In a similar effort, a New Jersey family started the Janet Zilinski Memorial Fund and lobbied for legislation after their daughter, 11-year-old Janet Zilinski, a cheerleader, collapsed of cardiac arrest during cheerleading practice at school, where there was no AED on site. The family’s efforts led in 2014 to the enactment of Janet’s Law, requiring K-12 schools in the state to establish an emergency action plan, including the presence of AEDs, in the event of a sudden cardiac arrest. The legislation has been credited with saving an estimated 20 lives in the state since its inception, according to the Janet Zilinski Memorial Fund’s website.
Efforts vary, from statewide campaigns to individual school initiatives
Oregon has for several years been at the forefront of school safety. Since 2016, the Oregon School Activities Association requires all schools to have an emergency action plan in place for responding to life-threatening emergencies in after-school practices and school-sponsored events.
Rob Younger, the executive director of the Oregon Athletic Coaches Association, credits his state’s proactive stance in obtaining AEDs with active and ongoing partnerships among professional statewide associations that include coaches, athletic directors, and athletic trainers. A few years ago, these associations together executed a yearlong campaign to heighten awareness around emergency action plans in the state’s school communities.
“We’re really fortunate in our state to have these great relationships [among professional associations],” Younger said. “We are unique. We’re kind of the exception.”
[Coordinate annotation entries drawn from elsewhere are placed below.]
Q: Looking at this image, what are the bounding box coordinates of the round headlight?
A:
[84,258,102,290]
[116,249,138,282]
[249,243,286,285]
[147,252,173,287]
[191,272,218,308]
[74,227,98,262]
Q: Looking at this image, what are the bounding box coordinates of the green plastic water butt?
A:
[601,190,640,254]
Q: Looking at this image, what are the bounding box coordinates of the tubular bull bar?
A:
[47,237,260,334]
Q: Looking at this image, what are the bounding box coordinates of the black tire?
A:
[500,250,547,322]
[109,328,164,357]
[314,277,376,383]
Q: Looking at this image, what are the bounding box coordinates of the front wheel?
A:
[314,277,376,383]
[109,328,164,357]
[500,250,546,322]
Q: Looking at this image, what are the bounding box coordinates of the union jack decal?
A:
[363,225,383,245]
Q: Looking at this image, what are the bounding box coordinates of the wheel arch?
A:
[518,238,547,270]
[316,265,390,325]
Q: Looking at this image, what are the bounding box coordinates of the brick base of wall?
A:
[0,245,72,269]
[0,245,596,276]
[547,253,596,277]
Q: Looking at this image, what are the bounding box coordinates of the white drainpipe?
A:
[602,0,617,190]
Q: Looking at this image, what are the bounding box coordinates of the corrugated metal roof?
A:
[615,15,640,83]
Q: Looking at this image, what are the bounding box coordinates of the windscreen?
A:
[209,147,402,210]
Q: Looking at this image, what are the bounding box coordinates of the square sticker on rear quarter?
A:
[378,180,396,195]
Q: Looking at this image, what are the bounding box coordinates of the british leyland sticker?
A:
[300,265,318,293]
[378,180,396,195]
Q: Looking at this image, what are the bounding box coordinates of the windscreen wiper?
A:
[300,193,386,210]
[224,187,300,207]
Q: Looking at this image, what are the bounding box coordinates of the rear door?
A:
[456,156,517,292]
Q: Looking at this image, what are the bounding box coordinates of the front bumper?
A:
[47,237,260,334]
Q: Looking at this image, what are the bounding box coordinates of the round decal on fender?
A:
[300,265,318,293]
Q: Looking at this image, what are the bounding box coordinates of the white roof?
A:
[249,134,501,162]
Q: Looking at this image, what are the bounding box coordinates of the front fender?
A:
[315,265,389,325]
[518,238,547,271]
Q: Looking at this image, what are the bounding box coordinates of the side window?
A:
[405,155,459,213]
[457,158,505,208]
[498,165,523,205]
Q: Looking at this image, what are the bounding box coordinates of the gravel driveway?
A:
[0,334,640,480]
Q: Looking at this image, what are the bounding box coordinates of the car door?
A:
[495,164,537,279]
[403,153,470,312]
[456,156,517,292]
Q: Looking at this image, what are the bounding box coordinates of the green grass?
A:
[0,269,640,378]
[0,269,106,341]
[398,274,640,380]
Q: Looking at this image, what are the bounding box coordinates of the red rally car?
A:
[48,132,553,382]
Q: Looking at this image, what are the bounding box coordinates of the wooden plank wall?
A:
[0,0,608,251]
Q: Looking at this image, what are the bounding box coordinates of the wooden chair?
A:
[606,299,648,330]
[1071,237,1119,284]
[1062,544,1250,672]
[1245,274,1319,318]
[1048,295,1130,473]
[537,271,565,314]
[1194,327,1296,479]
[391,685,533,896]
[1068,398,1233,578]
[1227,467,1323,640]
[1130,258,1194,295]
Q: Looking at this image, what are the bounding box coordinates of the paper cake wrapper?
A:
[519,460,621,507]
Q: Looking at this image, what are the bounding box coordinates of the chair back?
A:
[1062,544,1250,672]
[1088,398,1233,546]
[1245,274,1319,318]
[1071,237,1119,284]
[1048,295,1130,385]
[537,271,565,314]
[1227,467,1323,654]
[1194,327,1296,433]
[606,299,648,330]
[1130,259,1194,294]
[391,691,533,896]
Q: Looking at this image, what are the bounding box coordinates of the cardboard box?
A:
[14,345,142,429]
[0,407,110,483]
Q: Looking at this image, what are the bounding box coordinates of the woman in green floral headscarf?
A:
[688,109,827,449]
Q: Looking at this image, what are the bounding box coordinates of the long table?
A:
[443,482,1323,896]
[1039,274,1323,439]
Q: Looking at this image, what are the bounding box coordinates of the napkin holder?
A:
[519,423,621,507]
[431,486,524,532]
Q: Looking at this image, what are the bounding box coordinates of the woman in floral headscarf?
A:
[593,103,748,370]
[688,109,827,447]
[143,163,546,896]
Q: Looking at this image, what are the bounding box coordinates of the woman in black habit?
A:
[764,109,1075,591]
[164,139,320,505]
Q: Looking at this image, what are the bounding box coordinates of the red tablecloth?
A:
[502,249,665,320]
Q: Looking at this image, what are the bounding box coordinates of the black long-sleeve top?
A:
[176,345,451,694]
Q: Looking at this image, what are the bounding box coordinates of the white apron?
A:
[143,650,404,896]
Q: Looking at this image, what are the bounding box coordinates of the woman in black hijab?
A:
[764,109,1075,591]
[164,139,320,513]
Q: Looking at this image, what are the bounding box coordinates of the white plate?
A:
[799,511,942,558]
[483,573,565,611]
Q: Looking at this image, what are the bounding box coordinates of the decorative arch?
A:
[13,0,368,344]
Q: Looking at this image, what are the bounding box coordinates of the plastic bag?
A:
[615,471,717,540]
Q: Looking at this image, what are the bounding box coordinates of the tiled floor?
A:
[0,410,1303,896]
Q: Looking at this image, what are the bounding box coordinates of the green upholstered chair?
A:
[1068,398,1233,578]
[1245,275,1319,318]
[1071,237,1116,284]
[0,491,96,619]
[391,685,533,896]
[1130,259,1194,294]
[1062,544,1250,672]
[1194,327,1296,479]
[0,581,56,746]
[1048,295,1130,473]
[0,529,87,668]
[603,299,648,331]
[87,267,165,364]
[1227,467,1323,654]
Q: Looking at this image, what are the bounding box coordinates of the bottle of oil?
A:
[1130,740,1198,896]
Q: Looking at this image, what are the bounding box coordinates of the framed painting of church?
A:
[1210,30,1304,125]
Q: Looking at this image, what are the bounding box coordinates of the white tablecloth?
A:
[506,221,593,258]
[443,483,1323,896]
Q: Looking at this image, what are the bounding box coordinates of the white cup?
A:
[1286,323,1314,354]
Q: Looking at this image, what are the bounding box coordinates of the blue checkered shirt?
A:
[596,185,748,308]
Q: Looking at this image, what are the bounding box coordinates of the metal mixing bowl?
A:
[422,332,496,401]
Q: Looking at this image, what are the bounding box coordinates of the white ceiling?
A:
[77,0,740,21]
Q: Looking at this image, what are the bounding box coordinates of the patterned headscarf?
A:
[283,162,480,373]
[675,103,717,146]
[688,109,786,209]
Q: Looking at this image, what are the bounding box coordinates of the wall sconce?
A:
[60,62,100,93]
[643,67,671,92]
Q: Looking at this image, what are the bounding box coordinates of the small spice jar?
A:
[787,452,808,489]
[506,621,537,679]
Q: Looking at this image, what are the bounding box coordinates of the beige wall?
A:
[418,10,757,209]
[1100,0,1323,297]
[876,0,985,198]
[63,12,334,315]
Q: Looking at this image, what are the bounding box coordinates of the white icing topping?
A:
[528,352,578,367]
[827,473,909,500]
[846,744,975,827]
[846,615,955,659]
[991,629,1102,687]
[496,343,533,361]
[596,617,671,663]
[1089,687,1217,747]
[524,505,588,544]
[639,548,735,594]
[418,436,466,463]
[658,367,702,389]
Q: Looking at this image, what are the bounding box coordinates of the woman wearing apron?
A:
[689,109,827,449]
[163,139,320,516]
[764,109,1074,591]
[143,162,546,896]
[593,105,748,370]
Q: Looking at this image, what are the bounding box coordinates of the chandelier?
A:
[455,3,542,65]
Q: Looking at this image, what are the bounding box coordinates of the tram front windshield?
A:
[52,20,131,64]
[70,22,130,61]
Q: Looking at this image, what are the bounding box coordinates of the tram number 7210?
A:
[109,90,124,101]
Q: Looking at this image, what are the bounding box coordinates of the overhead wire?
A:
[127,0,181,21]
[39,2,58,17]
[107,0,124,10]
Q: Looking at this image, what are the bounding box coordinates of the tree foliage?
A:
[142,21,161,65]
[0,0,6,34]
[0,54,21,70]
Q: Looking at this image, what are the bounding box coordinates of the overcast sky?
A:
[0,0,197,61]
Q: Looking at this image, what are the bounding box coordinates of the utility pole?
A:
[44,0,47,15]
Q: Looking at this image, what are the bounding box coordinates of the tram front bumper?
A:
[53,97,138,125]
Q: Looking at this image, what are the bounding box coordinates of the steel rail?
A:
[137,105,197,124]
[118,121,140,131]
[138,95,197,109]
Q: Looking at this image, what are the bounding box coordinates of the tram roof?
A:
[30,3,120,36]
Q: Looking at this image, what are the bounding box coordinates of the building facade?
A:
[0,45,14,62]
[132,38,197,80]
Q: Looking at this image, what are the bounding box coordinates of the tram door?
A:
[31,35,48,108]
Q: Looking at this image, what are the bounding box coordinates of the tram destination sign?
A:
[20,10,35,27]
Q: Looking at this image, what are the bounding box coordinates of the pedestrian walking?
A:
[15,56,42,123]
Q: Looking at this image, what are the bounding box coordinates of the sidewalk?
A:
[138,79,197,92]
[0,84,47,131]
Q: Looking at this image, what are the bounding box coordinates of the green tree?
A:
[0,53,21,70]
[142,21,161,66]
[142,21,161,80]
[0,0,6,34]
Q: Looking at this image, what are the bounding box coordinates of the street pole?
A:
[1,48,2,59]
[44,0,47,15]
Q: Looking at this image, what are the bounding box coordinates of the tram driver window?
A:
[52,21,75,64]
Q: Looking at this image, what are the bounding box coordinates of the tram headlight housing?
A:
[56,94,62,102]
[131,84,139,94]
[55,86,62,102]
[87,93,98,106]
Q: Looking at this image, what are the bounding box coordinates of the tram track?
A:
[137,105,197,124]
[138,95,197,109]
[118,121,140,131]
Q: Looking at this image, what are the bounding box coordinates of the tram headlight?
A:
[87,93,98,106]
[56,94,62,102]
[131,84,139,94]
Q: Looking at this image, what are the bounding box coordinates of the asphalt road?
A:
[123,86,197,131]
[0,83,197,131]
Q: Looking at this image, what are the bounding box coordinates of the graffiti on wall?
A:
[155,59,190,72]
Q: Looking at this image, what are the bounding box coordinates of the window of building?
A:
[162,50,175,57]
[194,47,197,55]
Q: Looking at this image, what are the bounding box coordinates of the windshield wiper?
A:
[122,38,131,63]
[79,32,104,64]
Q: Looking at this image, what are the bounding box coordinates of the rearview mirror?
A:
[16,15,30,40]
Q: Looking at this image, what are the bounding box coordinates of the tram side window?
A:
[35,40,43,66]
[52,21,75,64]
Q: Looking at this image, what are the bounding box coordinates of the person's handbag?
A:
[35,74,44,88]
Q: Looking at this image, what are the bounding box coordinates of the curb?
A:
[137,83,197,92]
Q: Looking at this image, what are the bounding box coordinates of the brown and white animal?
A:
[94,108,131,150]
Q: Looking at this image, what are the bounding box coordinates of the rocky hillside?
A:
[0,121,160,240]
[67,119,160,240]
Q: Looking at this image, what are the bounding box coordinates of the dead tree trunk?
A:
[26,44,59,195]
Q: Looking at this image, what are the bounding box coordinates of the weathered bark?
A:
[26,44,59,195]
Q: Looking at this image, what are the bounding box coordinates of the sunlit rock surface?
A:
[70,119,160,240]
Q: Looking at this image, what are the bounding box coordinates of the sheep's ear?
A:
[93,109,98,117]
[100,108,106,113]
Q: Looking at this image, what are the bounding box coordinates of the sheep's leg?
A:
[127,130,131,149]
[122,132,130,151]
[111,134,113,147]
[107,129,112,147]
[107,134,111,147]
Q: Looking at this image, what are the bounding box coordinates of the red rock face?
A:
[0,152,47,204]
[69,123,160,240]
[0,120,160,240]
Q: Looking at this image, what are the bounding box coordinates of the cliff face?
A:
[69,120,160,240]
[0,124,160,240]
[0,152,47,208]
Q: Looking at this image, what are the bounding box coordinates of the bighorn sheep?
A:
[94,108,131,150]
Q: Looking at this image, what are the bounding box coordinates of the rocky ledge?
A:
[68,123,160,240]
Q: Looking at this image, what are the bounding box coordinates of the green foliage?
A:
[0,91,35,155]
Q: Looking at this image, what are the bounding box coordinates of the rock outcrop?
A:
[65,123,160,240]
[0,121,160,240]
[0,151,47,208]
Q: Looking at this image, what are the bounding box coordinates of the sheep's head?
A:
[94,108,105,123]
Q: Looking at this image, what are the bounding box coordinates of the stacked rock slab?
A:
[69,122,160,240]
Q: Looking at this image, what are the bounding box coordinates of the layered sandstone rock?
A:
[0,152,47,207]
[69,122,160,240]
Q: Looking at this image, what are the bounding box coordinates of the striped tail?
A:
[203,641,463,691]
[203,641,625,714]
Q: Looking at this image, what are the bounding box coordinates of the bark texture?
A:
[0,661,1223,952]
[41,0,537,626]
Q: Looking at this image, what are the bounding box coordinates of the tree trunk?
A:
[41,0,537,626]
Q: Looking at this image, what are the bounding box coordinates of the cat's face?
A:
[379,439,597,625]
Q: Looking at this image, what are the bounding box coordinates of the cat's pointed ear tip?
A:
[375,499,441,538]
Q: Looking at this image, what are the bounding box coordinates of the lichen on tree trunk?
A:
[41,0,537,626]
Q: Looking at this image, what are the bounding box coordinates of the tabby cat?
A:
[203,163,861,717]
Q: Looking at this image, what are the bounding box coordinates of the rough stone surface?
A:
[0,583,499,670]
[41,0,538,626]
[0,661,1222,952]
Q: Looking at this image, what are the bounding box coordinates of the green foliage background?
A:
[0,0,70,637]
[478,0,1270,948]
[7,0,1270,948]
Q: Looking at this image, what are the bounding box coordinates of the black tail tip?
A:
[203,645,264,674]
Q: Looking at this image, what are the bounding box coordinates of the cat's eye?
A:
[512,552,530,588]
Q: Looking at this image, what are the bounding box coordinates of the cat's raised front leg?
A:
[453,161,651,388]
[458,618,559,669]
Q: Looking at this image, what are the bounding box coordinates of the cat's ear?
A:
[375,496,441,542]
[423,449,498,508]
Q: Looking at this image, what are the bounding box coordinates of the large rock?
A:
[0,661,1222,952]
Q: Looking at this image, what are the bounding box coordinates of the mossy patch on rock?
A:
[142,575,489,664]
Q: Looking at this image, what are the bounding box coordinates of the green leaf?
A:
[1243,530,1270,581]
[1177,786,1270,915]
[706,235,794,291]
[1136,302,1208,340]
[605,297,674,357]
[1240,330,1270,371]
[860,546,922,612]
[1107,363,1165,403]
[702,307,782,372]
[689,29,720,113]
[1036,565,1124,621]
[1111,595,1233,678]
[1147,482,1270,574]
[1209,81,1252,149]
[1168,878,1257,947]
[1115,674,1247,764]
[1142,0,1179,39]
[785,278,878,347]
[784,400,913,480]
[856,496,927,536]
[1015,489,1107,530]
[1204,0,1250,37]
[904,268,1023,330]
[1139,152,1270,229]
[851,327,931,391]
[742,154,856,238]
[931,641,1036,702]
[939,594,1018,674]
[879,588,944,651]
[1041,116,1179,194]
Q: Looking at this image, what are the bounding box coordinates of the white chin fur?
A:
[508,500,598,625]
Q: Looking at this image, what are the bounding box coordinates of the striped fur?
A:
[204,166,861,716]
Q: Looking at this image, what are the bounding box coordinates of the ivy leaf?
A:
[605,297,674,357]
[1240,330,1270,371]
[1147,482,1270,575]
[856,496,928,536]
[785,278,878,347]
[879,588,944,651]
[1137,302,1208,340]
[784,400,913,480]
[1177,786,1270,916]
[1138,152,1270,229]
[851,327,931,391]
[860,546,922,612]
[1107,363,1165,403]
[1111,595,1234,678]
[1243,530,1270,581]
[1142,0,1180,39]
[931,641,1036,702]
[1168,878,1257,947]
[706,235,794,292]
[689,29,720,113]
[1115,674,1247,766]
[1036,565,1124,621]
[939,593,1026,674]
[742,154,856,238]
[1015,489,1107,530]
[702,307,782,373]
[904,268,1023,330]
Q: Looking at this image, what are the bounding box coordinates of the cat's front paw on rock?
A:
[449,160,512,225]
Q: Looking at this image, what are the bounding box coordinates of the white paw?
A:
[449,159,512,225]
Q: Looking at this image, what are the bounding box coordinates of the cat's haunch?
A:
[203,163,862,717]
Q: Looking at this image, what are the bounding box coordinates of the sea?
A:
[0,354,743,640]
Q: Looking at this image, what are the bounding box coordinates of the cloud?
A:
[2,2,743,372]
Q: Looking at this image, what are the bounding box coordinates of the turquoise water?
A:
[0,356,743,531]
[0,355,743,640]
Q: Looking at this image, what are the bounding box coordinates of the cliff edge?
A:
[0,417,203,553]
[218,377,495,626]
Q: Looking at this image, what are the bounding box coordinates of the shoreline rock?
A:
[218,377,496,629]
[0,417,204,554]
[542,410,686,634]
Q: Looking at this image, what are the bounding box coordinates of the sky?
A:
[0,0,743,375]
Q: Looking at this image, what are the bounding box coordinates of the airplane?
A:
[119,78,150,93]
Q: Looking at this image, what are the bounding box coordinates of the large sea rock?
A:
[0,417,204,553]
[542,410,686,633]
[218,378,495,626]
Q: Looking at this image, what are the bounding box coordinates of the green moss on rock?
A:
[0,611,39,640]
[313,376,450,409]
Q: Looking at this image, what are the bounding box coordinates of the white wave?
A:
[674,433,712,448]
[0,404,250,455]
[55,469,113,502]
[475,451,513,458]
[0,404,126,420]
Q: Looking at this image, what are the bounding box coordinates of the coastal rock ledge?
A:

While statewide efforts like Oregon’s aim to have far-reaching effects, some schools act independently to protect their student-athlete populations. Such is the case at Loyola Blakefield, where the close proximity of an AED and trained faculty saved the life of the lacrosse player in 2021.
In recent years, Loyola has put increasing resources into safety and wellness initiatives. This past August, 100 percent of faculty and staff were certified in both CPR and AED use, said Robert Robinson, the school’s spokesman. In addition to having AEDs near athletic playing fields and gymnasiums, all school buildings now house them as well.
It’s a trend that’s gaining ground nationwide, say experts.
“More and more schools are getting AEDs. We’ve seen more cardiac saves because of it,” said Bob Colgate, the director of sports and sports medicine for the National Federation of State High School Associations. “I like to think that we have made very good progress, but it still can never be enough.”
A high-profile incident such as NFL player Hamlin’s injury may further push into the public consciousness the need for ready access to AEDs on athletic fields at every level.“Now, there’s a level of awareness,” said Parr, Loyola’s athletic trainer. “If it happened in the NFL, it could happen at college or in high school.”
• Devise a plan that is comprehensive, practical, and adaptable to any emergency situation.
• Provide written instructions for the plan that are visible and accessible to all relevant school personnel.
• Make the plan thorough enough for a first responder to follow but not so detailed that it results in information overload, which may prevent its use.
• Equip all athletic venues with their own emergency action plan, as access to each venue varies and so, too, will directions to reaching them.
• Ensure that the plan includes ready access to AEDs at all times, and that school personnel know where they are.
• Consider extending an invitation to local emergency medical service personnel to tour school campuses, which may identify potential access issues.